# let $f$ be holomorphic and bounded on $\mathbb{C}\backslash K$ with $K = \{0\}\cup\{\frac11, \frac12, \cdots\}$ and further $f(2) = 1$. Find f.

let $f$ be holomorphic and bounded on $\mathbb{C}\backslash K$ with $K = \{0\}\cup\{\frac11, \frac12, \cdots\}$ and further $f(2) = 1$. Determine such f.

What we tried

Since f is bounded, points in $K$ give essential or removable singularities. If every $k \in K$ had a removable singularity, then $f$ could be extended to a holomorph function on $\mathbb{C}$, and hence by Liouville's theorem $1$ everywhere.

Now we only have to look at functions with at least one essential singularity in some $k \in K$. Any hints?

Kees

I'm not sure what this talk of Picard, Casorati-Weierstrass is all about.

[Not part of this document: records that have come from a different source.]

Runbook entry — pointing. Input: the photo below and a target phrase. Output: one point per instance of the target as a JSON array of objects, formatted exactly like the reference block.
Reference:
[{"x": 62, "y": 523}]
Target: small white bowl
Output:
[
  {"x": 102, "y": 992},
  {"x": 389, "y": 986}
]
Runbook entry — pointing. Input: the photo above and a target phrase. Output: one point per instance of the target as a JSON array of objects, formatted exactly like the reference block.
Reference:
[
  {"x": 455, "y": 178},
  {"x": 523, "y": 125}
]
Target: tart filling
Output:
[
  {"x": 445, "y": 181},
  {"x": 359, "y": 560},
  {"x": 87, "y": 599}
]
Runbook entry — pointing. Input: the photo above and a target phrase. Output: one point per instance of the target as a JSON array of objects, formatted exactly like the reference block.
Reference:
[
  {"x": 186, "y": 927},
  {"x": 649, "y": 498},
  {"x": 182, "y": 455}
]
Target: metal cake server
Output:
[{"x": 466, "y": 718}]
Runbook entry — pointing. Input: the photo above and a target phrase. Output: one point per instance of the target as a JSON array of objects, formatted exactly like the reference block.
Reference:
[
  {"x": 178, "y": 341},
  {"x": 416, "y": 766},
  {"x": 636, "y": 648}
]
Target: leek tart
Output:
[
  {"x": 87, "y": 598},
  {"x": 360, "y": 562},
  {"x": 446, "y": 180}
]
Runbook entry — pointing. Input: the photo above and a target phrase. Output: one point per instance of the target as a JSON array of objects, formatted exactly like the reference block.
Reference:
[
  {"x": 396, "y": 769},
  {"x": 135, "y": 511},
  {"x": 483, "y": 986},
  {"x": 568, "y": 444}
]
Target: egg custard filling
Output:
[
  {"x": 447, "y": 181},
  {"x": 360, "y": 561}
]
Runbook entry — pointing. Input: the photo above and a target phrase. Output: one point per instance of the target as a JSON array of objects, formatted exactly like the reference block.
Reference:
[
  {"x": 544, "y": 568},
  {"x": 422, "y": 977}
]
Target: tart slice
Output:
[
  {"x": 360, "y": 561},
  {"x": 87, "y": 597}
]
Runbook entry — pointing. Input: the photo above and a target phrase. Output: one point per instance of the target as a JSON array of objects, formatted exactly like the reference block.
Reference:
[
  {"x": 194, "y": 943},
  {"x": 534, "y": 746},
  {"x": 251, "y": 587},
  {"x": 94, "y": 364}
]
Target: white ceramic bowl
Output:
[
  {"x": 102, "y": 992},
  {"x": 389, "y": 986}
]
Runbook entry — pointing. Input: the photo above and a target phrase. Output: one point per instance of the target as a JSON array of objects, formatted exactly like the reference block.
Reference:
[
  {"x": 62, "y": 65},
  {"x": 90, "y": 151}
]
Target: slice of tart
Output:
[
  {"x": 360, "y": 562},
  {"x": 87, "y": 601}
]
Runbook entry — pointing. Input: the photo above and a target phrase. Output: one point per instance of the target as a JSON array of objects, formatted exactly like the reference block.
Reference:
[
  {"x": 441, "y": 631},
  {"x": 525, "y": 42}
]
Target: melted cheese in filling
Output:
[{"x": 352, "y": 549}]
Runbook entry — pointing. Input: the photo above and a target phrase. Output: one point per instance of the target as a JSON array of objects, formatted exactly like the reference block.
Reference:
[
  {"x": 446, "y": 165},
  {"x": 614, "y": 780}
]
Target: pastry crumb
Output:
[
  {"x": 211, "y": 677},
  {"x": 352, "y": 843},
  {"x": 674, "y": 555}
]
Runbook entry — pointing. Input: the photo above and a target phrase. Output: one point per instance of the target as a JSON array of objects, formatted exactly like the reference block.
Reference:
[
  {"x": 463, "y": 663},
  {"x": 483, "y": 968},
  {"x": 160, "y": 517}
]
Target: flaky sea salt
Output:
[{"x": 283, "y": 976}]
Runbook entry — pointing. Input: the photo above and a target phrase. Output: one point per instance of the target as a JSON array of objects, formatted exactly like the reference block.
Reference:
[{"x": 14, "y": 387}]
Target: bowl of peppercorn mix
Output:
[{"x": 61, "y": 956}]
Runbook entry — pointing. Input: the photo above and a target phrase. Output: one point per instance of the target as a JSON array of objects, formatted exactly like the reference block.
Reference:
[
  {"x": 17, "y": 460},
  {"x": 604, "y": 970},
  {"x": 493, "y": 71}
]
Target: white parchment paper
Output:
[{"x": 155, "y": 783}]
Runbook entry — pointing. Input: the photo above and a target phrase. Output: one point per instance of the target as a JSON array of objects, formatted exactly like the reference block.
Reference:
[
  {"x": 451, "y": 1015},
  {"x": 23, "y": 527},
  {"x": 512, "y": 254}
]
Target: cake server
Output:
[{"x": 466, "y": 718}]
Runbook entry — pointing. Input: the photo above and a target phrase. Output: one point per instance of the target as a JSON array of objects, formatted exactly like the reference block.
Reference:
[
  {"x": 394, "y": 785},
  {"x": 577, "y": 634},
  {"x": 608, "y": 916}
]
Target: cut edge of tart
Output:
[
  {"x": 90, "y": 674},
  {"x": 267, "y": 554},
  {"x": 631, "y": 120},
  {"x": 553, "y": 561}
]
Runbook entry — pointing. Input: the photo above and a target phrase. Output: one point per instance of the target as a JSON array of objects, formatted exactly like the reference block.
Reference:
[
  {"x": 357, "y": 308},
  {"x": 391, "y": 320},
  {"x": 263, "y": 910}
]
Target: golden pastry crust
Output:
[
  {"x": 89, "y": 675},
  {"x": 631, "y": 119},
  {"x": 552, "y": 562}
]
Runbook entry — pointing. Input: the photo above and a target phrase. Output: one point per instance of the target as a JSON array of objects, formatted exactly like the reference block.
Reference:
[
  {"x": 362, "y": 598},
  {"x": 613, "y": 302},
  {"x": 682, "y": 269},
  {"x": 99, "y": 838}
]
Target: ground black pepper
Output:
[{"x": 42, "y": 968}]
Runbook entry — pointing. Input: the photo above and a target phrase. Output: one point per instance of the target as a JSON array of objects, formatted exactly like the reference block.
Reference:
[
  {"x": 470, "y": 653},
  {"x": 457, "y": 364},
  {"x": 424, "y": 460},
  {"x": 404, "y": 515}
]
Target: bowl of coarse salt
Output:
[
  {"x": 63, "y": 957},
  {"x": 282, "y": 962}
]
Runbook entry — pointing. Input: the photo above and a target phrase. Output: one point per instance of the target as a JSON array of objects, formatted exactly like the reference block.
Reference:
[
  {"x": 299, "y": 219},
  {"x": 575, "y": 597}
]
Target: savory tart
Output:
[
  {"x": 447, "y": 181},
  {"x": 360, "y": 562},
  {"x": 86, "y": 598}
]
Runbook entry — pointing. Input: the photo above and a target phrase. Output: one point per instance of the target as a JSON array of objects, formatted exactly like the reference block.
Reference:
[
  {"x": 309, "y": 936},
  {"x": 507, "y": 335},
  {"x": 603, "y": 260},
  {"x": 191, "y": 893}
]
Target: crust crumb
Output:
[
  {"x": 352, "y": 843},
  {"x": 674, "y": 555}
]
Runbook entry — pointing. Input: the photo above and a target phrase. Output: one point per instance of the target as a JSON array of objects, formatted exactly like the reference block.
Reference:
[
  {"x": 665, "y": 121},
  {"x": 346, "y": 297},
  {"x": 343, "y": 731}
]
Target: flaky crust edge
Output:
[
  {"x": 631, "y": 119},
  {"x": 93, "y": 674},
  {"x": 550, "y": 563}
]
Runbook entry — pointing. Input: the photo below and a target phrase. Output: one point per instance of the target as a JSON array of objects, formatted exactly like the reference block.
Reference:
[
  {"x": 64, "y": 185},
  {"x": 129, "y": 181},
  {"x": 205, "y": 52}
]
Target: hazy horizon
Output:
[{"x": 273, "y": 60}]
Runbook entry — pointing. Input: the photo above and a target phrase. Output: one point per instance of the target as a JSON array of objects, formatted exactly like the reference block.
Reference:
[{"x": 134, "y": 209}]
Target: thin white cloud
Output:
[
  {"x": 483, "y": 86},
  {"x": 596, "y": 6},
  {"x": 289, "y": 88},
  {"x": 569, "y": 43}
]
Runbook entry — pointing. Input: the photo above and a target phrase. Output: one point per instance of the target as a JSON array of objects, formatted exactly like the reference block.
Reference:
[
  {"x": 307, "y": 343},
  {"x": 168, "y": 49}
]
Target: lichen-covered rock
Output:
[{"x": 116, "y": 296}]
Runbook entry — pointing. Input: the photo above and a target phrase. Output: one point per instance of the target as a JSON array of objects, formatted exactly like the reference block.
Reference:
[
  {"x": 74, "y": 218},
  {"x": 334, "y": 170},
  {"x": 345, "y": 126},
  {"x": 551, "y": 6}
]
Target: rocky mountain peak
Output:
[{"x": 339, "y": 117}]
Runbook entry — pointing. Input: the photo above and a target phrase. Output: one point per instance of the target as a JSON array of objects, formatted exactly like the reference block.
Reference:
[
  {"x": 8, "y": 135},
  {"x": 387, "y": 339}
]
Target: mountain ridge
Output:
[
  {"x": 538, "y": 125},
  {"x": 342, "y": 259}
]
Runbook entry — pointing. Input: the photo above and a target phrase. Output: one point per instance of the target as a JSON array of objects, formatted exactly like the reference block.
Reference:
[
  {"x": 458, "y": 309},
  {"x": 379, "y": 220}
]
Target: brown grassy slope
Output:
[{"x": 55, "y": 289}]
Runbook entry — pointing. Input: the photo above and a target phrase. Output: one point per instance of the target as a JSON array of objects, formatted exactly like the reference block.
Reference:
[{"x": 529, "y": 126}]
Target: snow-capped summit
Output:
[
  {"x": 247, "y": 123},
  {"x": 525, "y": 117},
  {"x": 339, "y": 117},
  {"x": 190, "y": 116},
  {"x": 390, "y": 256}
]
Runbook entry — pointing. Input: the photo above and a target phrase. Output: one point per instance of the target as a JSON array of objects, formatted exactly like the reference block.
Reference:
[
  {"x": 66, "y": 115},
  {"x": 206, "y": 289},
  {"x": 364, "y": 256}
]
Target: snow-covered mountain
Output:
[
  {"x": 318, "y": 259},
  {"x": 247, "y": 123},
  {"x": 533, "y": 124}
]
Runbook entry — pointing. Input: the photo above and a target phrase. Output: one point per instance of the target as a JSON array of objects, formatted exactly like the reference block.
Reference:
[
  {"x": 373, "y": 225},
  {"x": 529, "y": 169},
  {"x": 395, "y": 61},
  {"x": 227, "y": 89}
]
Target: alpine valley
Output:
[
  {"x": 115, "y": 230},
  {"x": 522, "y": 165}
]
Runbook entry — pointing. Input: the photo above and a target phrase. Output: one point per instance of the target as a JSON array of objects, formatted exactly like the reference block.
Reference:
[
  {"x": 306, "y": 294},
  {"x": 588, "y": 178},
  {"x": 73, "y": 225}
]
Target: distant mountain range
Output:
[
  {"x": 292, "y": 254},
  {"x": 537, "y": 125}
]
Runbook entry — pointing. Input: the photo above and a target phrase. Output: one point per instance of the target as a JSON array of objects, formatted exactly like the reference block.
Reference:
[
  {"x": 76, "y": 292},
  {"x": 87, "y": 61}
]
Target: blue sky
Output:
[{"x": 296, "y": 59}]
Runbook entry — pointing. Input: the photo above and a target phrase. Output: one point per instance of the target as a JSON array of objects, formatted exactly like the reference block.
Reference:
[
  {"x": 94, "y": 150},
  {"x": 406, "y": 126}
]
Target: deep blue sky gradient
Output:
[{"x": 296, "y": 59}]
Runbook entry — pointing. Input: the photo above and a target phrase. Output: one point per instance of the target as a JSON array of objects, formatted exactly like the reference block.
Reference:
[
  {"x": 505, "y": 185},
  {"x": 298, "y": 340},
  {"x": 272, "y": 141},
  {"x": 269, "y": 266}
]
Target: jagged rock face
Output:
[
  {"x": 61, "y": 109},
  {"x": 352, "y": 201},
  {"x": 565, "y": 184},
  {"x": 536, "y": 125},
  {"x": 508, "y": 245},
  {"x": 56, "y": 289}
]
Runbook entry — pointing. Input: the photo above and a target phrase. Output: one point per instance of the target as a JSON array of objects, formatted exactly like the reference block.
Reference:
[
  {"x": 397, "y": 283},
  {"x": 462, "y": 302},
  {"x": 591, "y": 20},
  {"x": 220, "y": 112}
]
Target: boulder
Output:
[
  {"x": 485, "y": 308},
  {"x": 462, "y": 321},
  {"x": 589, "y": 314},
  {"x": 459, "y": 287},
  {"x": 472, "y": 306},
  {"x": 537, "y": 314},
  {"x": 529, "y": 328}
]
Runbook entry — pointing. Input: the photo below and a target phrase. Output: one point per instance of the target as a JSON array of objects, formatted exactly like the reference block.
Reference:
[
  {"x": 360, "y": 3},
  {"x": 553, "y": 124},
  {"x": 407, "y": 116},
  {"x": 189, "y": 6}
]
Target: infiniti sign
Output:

Suppose $|f|\le M$ on $\mathbb {C}\setminus K.$ Each $1/n, n \in \mathbb {N},$ is an isolated singularity of $f.$ Since $f$ is bounded, $f$ has a removable singularity at each of these points. Thus $f$ extends to be holomorphic on $\mathbb {C}\setminus \{0\},$ with $|f| \le M$ on this larger domain. Now $0$ wasn't an isolated singularity of $f$ at the outset, but it is now, and the boundedness of $f$ tells us this is a removable singularity after all. Thus $f$ extends to be entire, with $|f|\le M$ everywhere. By Liouville $f$ is constant, and of course $f(2)=1$ implies $f \equiv 1.$
As Kees suggests, now we only have to look at the case where there is at least one essential singularity from $K$, but by Great Picard's theorem, $f$ is unbounded in any neighborhood of an essential singularity. So any possible singularity is removable and $f$ must be constant and equal to 1.